If you are looking for the chance to change career direction, this course provides the same opportunities open to those who have graduated with a qualifying LLB (Hons) degree – that gives exemption from the academic stage of training for progression to the final course for qualification as a solicitor or a barrister. In addition, this course gives you the opportunity to gain a postgraduate degree in law which will enhance your employability.
Drawing on the expertise of law academics and teachers within the Wolverhampton Law School, the course satisfies the academic stage of legal training required by the Solicitors Regulation Authority and Bar Standards Board, and provides you with the essential knowledge and skills to succeed in the legal profession. The course is approved by the Solicitors Regulation Authority and meets the Joint Statement on legal academic qualification of the Bar Standards Board and the Solicitors Regulation Authority.

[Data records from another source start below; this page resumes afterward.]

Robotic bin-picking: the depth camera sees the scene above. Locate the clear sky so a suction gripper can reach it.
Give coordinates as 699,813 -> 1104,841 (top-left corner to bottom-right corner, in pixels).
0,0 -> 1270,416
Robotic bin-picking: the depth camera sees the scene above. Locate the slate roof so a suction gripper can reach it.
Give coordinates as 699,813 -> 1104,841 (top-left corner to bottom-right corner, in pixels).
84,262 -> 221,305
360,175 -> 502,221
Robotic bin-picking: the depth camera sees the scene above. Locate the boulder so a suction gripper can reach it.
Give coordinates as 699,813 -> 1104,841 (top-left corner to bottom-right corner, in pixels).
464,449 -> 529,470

The course is taught over one year full-time or two years part-time. The part-time course usually involves attendance on two evenings per week, although day-time attendance would be permissible but will be subject to the University’s timetabling of classes. In relation to the full-time course, class sessions are flexible and can be attended by a mix of day and evening classes.
You will experience a variety of teaching methods including framework lectures, group-led discussions and debates, workshops, oral presentations and independent research. Assessments on the course consist of coursework and examinations.

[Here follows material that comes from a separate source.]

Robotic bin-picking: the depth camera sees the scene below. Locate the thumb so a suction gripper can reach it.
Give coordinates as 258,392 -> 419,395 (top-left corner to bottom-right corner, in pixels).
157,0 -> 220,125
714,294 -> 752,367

The distance learning mode of study provides the opportunity for students around the world to undertake this course. The course will be delivered using e-learning study materials with on-line support from academic staff. In addition, you will be able to access the electronic learning resources provided by the University’s Directorate of Academic Support (DAS). Therefore, it is essential that you have the use of a computer with ‘broadband’ internet access. You will also need to set aside time and arrange quiet study space to undertake your studies on the course.
Exemptions from undertaking the whole course
If you have studied and passed at degree level a few ‘foundation’ modules, you may apply for partial exemption from undertaking the full course programme, see reference to this in the Academic Stage Handbook. However, where exemptions are granted, so that you do not study the full course programme, you will not be eligible for the Master’s award. You will only be eligible for postgraduate credits for the modules you have successful completed.